Though he had earned an Oscar® nomination for Best Achievement in Writing back in 1930 for All Quiet on the Western Front, the honors and awards began to cascade upon George Abbott with The Pajama Game and Damn Yankees. Both won Tony Awards® (1955,1956) for Best Musical. Fiorello! (1960) not only won for Best Musical and Best Director, but earned a Pulitzer Prize for Drama as well. In 1963 Abbott received the Tony Award® for Best Direction of a Musical for A Funny Thing Happened on the Way to the Forum. Two more Tonys® were later awarded him: The Lawrence Langer Award in 1976, and in 1987 a Special Tony® on occasion of his 100th birthday. In 1976 he received New York City’s highest cultural honor, the Handel Medallion (Jerome Robbins got one at the same time), in 1982 he was a Kennedy Center Lifetime Achievement Honoree, and in 1983 (when he was 96) he won a Drama Desk Award for the revival of On Your Toes, Outstanding Director of a Musical. He had honorary doctorates from the Universities of Rochester and Miami, was inducted into the American Theatre Hall of Fame, and in 1990 was awarded the National Medal of Arts.

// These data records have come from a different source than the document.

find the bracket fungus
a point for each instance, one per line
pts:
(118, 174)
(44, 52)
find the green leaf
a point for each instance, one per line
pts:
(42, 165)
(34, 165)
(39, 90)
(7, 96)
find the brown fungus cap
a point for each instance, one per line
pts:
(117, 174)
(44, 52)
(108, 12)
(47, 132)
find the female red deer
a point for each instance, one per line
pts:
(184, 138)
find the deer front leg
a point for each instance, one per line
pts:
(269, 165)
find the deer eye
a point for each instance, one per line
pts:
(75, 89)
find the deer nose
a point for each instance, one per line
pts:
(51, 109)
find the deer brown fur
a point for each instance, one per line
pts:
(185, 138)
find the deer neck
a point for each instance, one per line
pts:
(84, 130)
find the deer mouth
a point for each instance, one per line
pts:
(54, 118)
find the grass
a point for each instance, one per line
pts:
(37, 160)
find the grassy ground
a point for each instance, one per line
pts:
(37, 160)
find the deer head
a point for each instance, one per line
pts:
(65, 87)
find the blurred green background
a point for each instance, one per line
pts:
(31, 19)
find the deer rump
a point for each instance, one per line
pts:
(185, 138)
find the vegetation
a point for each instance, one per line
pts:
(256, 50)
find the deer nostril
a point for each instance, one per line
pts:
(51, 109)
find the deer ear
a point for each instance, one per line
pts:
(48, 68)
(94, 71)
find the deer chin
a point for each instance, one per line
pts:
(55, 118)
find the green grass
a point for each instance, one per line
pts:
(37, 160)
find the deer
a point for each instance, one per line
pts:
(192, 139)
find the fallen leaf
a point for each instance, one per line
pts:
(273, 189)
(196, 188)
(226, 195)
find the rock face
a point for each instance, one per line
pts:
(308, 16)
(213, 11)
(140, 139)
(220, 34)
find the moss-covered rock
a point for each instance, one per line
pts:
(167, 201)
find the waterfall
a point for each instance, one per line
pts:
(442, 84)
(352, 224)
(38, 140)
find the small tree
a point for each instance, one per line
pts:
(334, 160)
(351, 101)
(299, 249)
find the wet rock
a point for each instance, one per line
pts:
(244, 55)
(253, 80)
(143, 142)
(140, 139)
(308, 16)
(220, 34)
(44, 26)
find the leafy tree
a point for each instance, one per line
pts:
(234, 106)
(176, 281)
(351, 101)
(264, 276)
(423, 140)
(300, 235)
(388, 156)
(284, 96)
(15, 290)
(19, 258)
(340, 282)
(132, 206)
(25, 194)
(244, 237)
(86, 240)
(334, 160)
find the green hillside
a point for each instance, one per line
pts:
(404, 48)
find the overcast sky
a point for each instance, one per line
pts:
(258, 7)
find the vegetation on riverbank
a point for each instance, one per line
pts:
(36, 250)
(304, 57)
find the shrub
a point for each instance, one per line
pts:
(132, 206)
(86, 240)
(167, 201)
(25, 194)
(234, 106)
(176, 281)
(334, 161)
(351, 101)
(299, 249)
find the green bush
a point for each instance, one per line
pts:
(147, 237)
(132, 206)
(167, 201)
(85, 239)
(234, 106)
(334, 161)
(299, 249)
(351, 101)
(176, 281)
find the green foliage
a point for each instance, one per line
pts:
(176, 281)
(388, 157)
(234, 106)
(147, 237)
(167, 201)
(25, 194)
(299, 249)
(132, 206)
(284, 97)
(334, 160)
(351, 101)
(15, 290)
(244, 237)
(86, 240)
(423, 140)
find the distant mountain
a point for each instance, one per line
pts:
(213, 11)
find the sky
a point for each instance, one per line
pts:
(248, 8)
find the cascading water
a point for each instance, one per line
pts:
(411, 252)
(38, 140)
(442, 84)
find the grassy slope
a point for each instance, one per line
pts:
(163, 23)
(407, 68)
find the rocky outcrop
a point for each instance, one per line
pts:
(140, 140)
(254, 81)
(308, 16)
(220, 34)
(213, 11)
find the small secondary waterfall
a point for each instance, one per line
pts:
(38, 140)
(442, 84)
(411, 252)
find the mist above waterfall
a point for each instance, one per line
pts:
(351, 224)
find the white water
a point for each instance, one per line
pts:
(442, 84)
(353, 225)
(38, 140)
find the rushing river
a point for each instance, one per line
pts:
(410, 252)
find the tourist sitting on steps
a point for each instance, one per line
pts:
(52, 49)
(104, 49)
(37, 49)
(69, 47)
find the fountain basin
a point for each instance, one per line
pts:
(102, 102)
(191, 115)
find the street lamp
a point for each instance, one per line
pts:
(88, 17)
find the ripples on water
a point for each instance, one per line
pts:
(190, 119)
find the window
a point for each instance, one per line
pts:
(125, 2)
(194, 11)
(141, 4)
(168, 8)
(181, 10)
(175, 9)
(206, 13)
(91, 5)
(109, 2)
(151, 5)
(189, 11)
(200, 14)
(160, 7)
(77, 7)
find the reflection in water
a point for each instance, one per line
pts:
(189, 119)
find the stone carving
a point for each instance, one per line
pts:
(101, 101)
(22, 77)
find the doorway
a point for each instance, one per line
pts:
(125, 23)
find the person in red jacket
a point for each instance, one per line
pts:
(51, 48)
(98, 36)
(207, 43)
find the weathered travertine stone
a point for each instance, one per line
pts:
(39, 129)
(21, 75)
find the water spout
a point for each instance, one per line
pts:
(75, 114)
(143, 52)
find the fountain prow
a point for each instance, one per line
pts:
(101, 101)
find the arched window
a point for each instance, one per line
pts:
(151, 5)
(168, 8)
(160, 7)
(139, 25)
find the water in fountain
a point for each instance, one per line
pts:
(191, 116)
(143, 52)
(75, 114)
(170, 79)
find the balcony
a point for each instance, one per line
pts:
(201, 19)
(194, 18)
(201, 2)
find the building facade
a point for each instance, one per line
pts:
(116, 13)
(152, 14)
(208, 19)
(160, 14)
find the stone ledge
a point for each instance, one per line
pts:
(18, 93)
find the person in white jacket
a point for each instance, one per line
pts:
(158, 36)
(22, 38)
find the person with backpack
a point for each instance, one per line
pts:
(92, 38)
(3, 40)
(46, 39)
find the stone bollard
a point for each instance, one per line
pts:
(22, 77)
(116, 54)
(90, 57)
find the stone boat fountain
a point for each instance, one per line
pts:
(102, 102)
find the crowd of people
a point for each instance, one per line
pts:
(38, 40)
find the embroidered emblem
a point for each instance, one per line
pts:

No amount of adulation, however, ever deterred him from his steady productivity: in 1965 he presented the nineteen-year-old Liza Minnelli to the world in Flora, The Red Menace, for which he directed and wrote the book, and for which she won the Best Actress Tony Award®. Among the musicals he directed subsequently were Anya (1965), How Now, Dow Jones (1967 – another Tony® nomination), and The Education of H*Y*M*A*N K*A*P*L*A*N (1968), but Abbott’s projects were increasingly interspersed with revivals (The Pajama Game, Where’s Charley?, On Your Toes, Damn Yankees) from this point on.
George Abbott lived to 107, and could be said to have lived three full lives in his time (though all as the same person). He had as many wives; Ednah died in 1930, leaving a daughter Judith, an actress who later married actor Tom Ewell. Abbott’s second marriage, to Mary Sinclair, lasted only five years; they were divorced in 1951. He had a long liaison with Maureen Stapleton before he married his third wife, Joy Valderrama, in 1983.
His vigor in age was legendary. He played golf and liked to go out dancing well past his 100th birthday. One day while he was playing golf with his wife, he fell down on the fairway. He took his time to get up, and Joy, alarmed, leaned over and started to shake him. “Get up, George, get up! Don’t just lay there.” After a moment he opened his eyes and looked at her. “Lie there,” he said.
He was writing revisions to the Pajama Game script a week and a half before he had the stroke that killed him. Just a year earlier, at 106, he had been cheered with a standing ovation as he walked down the aisle at the opening of the Broadway revival of Damn Yankees. He was overheard wondering to his companion, “There must be somebody important here.”
Abbott wrote an autobiography, Mister Abbott, in 1963, celebrating what had then been his 50 years in show business – unaware that there were more than 30 years to go. Soon thereafter, the 54th St. Theatre (previously known as the Adelphi) was renamed the George Abbott Theatre in his honor. The building stood for only another five years, however, and was demolished in 1970. Now a section of West 45th Street, in deepest Broadway territory, is named George Abbott Way.